The Canucks made a qualifying offer to Virtanen, thus subjecting themselves to the uncertainty of arbitration, because Benning was unwilling to lose the former sixth-overall pick the way Vancouver lost Stecher: for nothing.

An arbitration settlement would give the Canucks another buyout window, and the team may look again at paying off either Brandon Sutter (one year remaining at $4.375 million) or perhaps fourth-liner Antoine Roussel (two years at $3 million).

“We’re going to keep all our options open,” Benning said.

But we’re doubtful owner Francesco Aquilini would allow this additional spending during the NHL’s unprecedented financial recession, and we know the Canucks are trying to keep their pay sheet as clean as possible for 2021-22 when both Pettersson and Hughes will be due huge new contracts. As The Athletic reported, the team has chosen to count against next season’s cap the full $1.7 million in bonus overages paid to Pettersson and Hughes this past season, rather than divide that sum over two years.

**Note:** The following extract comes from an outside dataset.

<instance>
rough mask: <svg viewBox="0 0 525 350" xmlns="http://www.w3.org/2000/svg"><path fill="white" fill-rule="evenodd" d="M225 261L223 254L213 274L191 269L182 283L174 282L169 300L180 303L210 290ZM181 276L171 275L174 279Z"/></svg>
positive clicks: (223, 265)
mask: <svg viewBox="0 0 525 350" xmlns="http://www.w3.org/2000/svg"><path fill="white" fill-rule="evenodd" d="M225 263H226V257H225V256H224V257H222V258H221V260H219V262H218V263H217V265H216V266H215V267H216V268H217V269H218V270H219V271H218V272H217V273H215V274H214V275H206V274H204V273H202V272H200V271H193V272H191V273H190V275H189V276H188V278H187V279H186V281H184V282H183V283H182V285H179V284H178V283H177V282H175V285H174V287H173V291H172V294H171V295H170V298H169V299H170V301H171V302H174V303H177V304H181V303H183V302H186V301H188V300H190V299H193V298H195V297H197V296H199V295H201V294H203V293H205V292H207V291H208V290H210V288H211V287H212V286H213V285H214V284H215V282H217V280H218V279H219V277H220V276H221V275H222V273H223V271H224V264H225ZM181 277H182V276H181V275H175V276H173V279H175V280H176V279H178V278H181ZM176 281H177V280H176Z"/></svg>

There is an indefinite period before next season begins, so the Canucks can afford to be patient and vigilant with the roster.

Just don’t expect them, as has been suggested, to sign hope-bets at the bottom of the lineup knowing they can bury any contract up to $1.075 million in the minors. They’ll be spending enough on Baertschi and/or Eriksson playing in the American Hockey League.

It’s hard to imagine Baertschi playing his way back on to the Canucks after spending last season with the Utica Comets and going unwanted (at his $3.37 million salary) on waivers and on the trade block. But the winger has NHL skill and experience, and it would be a heckuva comeback story if Baertschi has an inspired camp and reclaims his old spot in the top six, replacing Toffoli.

As 2020 has proved, anything can happen.

“I expect our group to be better,” Benning said. “I expect our young players to continue to grow and get better. We want to keep building on what we started and move forward.”